R$ 100 para alcançar quase 80 mil eleitores
O impulsionamento de posts nas redes sociais está liberado para as eleições de 2018. Ou seja, os candidatos poderão pagar ao Facebook e ao Instagram para aparecer nas linhas dos tempos dos eleitores. Trata-se de um mecanismo barato, embora haja dúvidas sobre a eficácia.
A reportagem simulou o patrocínio de um post no Facebook. Com R$ 100, segundo a plataforma de anúncios da rede social, podem ser alcançadas entre 30,3 mil e 79,8 mil pessoas.
Na plataforma, é possível filtrar que tipos de internautas receberão o conteúdo pago. Quanto mais específico o filtro, mais para o anúncio.
O especialistas em tecnologia Gilberto Sudré diz que esse tipo de propaganda eleitoral deve ser bastante popular em 2018, por todos os tipos de candidatos. “Vai ser a primeira vez que as redes sociais vão ter papel de protagonista nas campanhas”, prevê.
Expectativa
Outra grande expectativa é para a atuação no Brasil de uma filial da Cambridge Analytica, empresa protagonista da eleição de Donald Trump e da campanha do Brexit.

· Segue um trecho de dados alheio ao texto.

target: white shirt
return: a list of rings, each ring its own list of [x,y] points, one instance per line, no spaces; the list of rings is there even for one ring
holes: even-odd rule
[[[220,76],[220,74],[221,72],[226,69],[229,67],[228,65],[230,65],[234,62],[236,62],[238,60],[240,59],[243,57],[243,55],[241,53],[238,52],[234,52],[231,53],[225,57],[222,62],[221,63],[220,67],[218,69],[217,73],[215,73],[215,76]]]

A empresa usa inúmeras informações dos usuários de internet, traça características comportamentais específicas e consegue emitir mensagens sob medida para cada potencial eleitor. Segundo o jornal “Folha de São Paulo”, dois pré-candidatos a governos estaduais já contrataram os serviços da empresa. A revista Época Negócios informou que mais dois pré-candidatos ao Senado também buscaram esse serviço.
Sudré explica que esse tipo de empresa compra milhares de dados de internautas para identificar a mensagem mais eficaz a ser enviada.
“Isso certamente vai ser utilizado, numa linha tênue entre o que é legal e ilegal. As campanhas vão segmentar o público para fazer propagandas específicas”, afirmou.
Regras para fake news serão decididas em março
O Tribunal Superior Eleitoral (TSE) definiu o calendário eleitoral de 2018, em dezembro, mas só deve fechar em março as regras para o combate às fake news.
O ministro Luiz Fux, que assumirá a presidência do TSE em fevereiro, afirmou que terá postura “repressiva” e “preventiva” com relação a notícias falsas.
O debate é complexo porque a limitação desse tipo de conteúdo pode, em alguns casos, ser interpretado como restrição à liberdade de imprensa.